December 15, 2016 | by: Dale Thiele | 0 Comments

Posted in: Pastoral Encouragement

The story of Ruth has one of the most heart-warming and fascinating endings of all the stories of the Bible. Ruth is married to Boaz and they have a son. But the story does not end by focusing on Ruth or Boaz or even the son; it concludes with attention on Naomi.

You may recall that chapter 1 focused on Naomi and her devastating losses… in a foreign land, husband dies, sons marry foreign women, barrenness for ten years, then her sons die. One tragedy after another leaving Naomi to exclaim, “I went away full, and the LORD has brought me back empty… the Almighty has brought calamity upon me” (1:21).

One of the main messages of Ruth is that God is faithful to his people even in the midst of tragedy. This is what the women of Bethlehem celebrate with Naomi after Obed is born. “Then the women said to Naomi, ‘Blessed be the LORD, who has not left you this day without a redeemer, and may his name be renowned in Israel! He shall be to you a restorer of life and a nourisher of your old age, for your daughter-in-law who loves you, who is more to you than seven sons, has given birth to him’” (Rut 4:14-15).

The Lord has not left you this day without a redeemer.

Who was Naomi’s redeemer? Surprisingly, these women celebrate Obed, to whom Ruth has given birth, as Naomi’s redeemer. Not Boaz. Not Ruth. Obed. How is a little baby “a restorer of life” and “a nourisher of your old age”? In a patriarchal society where a male descendent is necessary to maintain the inheritance, this son was Naomi’s redemption from destitution, poverty, and namelessness.
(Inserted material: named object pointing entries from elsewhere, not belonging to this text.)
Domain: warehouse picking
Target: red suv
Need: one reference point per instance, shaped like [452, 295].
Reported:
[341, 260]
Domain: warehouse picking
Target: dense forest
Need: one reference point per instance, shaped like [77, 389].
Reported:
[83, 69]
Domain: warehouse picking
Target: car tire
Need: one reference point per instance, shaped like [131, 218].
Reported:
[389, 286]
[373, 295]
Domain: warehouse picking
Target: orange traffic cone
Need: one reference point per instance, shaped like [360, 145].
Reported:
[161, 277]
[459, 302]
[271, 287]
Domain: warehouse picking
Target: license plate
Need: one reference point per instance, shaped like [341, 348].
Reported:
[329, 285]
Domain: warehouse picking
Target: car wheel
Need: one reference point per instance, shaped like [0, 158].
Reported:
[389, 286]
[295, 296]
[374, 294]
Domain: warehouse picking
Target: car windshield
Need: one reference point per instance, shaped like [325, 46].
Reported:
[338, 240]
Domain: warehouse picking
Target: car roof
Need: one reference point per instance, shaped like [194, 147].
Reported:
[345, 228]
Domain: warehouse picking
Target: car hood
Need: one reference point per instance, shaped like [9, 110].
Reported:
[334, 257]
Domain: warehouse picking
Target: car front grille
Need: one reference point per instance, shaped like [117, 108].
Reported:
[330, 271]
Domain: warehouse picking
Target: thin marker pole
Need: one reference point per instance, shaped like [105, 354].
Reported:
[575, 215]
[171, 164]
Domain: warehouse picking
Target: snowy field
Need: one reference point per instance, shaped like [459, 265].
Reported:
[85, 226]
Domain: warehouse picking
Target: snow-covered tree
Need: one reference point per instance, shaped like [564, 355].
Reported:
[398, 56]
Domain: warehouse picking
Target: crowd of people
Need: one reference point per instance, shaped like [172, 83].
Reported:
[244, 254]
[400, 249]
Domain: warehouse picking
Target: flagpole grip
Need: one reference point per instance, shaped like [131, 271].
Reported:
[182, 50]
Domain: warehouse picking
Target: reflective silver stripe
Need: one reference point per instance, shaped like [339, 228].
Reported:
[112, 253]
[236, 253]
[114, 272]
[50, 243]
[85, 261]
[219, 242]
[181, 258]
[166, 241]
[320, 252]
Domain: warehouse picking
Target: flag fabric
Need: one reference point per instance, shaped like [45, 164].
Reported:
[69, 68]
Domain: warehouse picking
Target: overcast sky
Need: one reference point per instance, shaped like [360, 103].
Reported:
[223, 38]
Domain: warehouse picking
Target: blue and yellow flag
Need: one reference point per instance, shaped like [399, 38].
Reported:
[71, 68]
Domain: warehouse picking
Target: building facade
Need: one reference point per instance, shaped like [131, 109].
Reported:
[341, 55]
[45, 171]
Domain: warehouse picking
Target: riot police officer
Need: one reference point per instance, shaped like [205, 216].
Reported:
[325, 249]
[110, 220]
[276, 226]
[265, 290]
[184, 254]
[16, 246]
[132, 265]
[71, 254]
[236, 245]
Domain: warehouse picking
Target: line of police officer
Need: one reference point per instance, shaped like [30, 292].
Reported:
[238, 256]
This little baby, of whom we know very little, is a beautiful foreshadow and parallel to another promised child. Another son was promised to be a restorer of life, not only to one widow in 1100 BC, but for the whole world. Isaiah captures this promise in a beautiful juxtaposition of darkness and light.

The people who walked in darkness have seen a great light; those who dwelt in a land of deep darkness, on them has light shined… For to us a child is born, to us a son is given; and the government shall be upon his shoulder, and his name shall be called Wonderful Counselor, Mighty God, Everlasting Father, Prince of Peace. Of the increase of his government and of peace there will be no end, on the throne of David and over his kingdom, to establish it and to uphold it with justice and with righteousness from this time forth and forevermore. The zeal of the LORD of hosts will do this. (Isa 9:2, 6-7)

Just like Naomi, we are those “people who walked in darkness.” But God has not left us in the darkness. A “great light” has shone for us. How? Why? “For to us a child is born, to us a son is given.” This promised child is a restorer of life and a nourisher of our old age. The story of Ruth points us to the truth that God has not left us this day without a redeemer. The story of Ruth points us to the son born for us. Jesus Christ. The story of Ruth is a foreshadow of the Christmas story.

Be encouraged this Christmas. No matter the darkness in which you walk, the Lord has not left you this day without a redeemer.